Enea collaborando con l’Istituto Zooprofilattico Sperimentale del Mezzogiorno, ha messo a punto un innovativo biopesticida che protegge le api, sfruttando molecole che esercitano un controllo naturale sugli organismi infestanti. La tecnica dell’RNA interferente applicata dalla ricerca, sfrutta un meccanismo naturale presente in organismi vegetali e animali per portare alla perdita di funzionalità un gene bersaglio, fondamentale per la sopravvivenza o la fertilità dell’insetto.

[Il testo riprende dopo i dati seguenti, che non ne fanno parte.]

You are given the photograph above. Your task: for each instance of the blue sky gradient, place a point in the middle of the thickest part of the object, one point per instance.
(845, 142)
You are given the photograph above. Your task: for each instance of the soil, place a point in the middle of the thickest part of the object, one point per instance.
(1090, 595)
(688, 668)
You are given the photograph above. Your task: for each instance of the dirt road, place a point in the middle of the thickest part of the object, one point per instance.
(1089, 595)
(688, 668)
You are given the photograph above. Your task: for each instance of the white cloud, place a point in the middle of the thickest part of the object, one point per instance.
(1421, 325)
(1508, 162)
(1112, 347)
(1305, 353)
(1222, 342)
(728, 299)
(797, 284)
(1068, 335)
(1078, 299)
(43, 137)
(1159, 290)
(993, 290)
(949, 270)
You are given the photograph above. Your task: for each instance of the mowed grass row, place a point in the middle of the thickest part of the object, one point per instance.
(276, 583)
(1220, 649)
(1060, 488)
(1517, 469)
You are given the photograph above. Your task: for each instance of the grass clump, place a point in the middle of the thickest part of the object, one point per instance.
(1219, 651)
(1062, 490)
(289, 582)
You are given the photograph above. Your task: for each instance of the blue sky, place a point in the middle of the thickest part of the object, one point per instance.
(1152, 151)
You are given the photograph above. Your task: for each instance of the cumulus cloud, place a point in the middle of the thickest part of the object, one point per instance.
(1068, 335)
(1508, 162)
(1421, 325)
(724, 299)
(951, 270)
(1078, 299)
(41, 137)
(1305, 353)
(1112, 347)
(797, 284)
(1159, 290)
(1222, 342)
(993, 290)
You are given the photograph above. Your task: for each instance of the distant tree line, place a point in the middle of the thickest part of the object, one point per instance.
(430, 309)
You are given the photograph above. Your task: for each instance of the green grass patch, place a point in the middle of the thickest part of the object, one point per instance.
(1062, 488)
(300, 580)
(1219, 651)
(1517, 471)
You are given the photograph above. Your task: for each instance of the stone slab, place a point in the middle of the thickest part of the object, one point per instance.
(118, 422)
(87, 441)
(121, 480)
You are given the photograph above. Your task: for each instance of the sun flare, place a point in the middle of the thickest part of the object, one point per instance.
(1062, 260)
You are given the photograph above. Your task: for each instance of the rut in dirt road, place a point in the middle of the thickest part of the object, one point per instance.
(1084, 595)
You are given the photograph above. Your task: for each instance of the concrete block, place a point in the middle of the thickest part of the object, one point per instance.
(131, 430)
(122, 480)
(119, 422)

Si è sperimentato il biopesticida sul coleottero Aethina Tumida riuscendo a indurre effetti anti-metabolici sullo sviluppo e sulla riproduzione del coleottero. Infatti, le larve alimentate con dieta contenente le molecole sintetizzate nei laboratori ENEA di Trisaia, in Basilicata, soffrono di un decremento nel tasso di sviluppo, di un rallentamento nel ciclo biologico e, da adulti, di una sensibile riduzione della fertilità. Tutto ciò dovrebbe portare a un rapido contenimento dei danni del coleottero a carico dell’alveare, della produzione apistica, senza alcun rischio per l’ambiente e per l’uomo. Questo piccolo coleottero infestante l’alveare è un insetto della famiglia Nitidulidae originaria del Sud Africa ed endemica delle regioni tropicali e subtropicali dell’Africa Sub-sahariana. Per contenerne la diffusione in Europa, sono in atto importanti misure restrittive che comportano la cessazione del nomadismo (incluso il supporto all’impollinazione in frutticoltura), il commercio delle colonie al di fuori dell’area infestata dal coleottero, il monitoraggio periodico degli alveari e, in molti casi, la distruzione delle colonie. Recentemente è stato emesso il bando MIPAAF 2022 per l'erogazione di contributi all’apicoltura. Al bando possono accedere anche gli enti pubblici e privati e di ricerca che dimostrino di possedere una comprovata esperienza continuativa di durata almeno quinquennale nel settore apistico. Tra gli altri scopi le attività di ricerca strettamente finalizzate al miglioramento dell'apicoltura e al superamento delle criticità esistenti, condivise con le organizzazioni apistiche.